[
https://issues.apache.org/jira/browse/HBASE-1364?page=com.atlassian.jira.plugin.system.issuetabpanels:comment-tabpanel&focusedCommentId=13043193#comment-13043193
]
mingjian commented on HBASE-1364:
---------------------------------
It's a great work!
But I can't pass the test unit TestDistributedLogSplitting. I used 1364-v5.txt.
Tests run: 4, Failures: 1, Errors: 0, Skipped: 0, Time elapsed: 159.419 sec <<<
FAILURE!
testWorkerAbort(org.apache.hadoop.hbase.master.TestDistributedLogSplitting)
Time elapsed: 60.897 sec <<< FAILURE!
java.lang.AssertionError: region server completed the split before aborting
at org.junit.Assert.fail(Assert.java:91)
at
org.apache.hadoop.hbase.master.TestDistributedLogSplitting.testWorkerAbort(TestDistributedLogSplitting.java:289)
at sun.reflect.NativeMethodAccessorImpl.invoke0(Native Method)
at
sun.reflect.NativeMethodAccessorImpl.invoke(NativeMethodAccessorImpl.java:57)
at
sun.reflect.DelegatingMethodAccessorImpl.invoke(DelegatingMethodAccessorImpl.java:43)
at java.lang.reflect.Method.invoke(Method.java:616)
> [performance] Distributed splitting of regionserver commit logs
> ---------------------------------------------------------------
>
> Key: HBASE-1364
> URL: https://issues.apache.org/jira/browse/HBASE-1364
> Project: HBase
> Issue Type: Improvement
> Components: coprocessors
> Reporter: stack
> Assignee: Prakash Khemani
> Priority: Critical
> Fix For: 0.92.0
>
> Attachments: 1364-v5.txt, HBASE-1364.patch,
> org.apache.hadoop.hbase.master.TestDistributedLogSplitting-output.txt
>
> Time Spent: 8h
> Remaining Estimate: 0h
>
> HBASE-1008 has some improvements to our log splitting on regionserver crash;
> but it needs to run even faster.
> (Below is from HBASE-1008)
> In bigtable paper, the split is distributed.

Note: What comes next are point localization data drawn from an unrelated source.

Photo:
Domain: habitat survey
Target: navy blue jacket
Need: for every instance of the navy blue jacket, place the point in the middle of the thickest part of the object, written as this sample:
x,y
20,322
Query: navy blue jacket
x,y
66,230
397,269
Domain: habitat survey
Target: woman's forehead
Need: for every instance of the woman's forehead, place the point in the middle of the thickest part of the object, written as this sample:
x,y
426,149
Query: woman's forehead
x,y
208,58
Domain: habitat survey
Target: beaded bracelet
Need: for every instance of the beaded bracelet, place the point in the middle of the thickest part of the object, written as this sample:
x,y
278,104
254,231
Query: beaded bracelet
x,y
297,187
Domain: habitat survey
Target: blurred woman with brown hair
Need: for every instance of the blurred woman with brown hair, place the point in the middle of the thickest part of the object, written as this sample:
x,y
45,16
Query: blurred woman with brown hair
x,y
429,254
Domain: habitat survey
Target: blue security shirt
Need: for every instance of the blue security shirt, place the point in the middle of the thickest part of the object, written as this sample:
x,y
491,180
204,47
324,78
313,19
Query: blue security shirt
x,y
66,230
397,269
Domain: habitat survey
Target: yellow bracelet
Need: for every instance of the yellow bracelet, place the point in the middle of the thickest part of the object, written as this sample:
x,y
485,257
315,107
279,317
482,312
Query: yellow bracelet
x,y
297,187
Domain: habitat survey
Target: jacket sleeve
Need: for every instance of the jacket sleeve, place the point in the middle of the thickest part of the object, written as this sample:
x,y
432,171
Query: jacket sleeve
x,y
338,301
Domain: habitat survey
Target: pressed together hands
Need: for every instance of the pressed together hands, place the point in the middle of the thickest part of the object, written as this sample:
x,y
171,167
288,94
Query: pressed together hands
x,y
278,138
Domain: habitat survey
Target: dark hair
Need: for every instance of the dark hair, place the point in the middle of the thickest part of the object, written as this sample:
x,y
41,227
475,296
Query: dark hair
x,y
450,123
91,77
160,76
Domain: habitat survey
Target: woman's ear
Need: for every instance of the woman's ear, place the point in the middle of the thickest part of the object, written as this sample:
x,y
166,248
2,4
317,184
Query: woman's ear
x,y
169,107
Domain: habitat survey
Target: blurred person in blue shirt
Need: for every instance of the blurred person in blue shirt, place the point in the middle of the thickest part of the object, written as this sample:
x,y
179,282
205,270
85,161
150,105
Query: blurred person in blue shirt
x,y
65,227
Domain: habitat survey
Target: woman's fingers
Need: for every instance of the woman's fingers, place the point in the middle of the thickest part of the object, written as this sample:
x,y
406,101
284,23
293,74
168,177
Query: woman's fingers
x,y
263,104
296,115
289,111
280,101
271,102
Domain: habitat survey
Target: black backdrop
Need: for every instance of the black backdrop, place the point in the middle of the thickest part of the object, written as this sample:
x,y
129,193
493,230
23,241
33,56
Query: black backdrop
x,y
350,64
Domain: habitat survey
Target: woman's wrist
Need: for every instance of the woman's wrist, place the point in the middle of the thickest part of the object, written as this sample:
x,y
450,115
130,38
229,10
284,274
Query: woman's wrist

If we're going to have 1000
> logs, we need to distribute or at least multithread the splitting.
> 1. As is, regions starting up expect to find one reconstruction log only.
> Need to make it so pick up a bunch of edit logs and it should be fine that
> logs are elsewhere in hdfs in an output directory written by all split
> participants whether multithreaded or a mapreduce-like distributed process
> (Lets write our distributed sort first as a MR so we learn whats involved;
> distributed sort, as much as possible should use MR framework pieces). On
> startup, regions go to this directory and pick up the files written by split
> participants deleting and clearing the dir when all have been read in. Making
> it so can take multiple logs for input, can also make the split process more
> robust rather than current tenuous process which loses all edits if it
> doesn't make it to the end without error.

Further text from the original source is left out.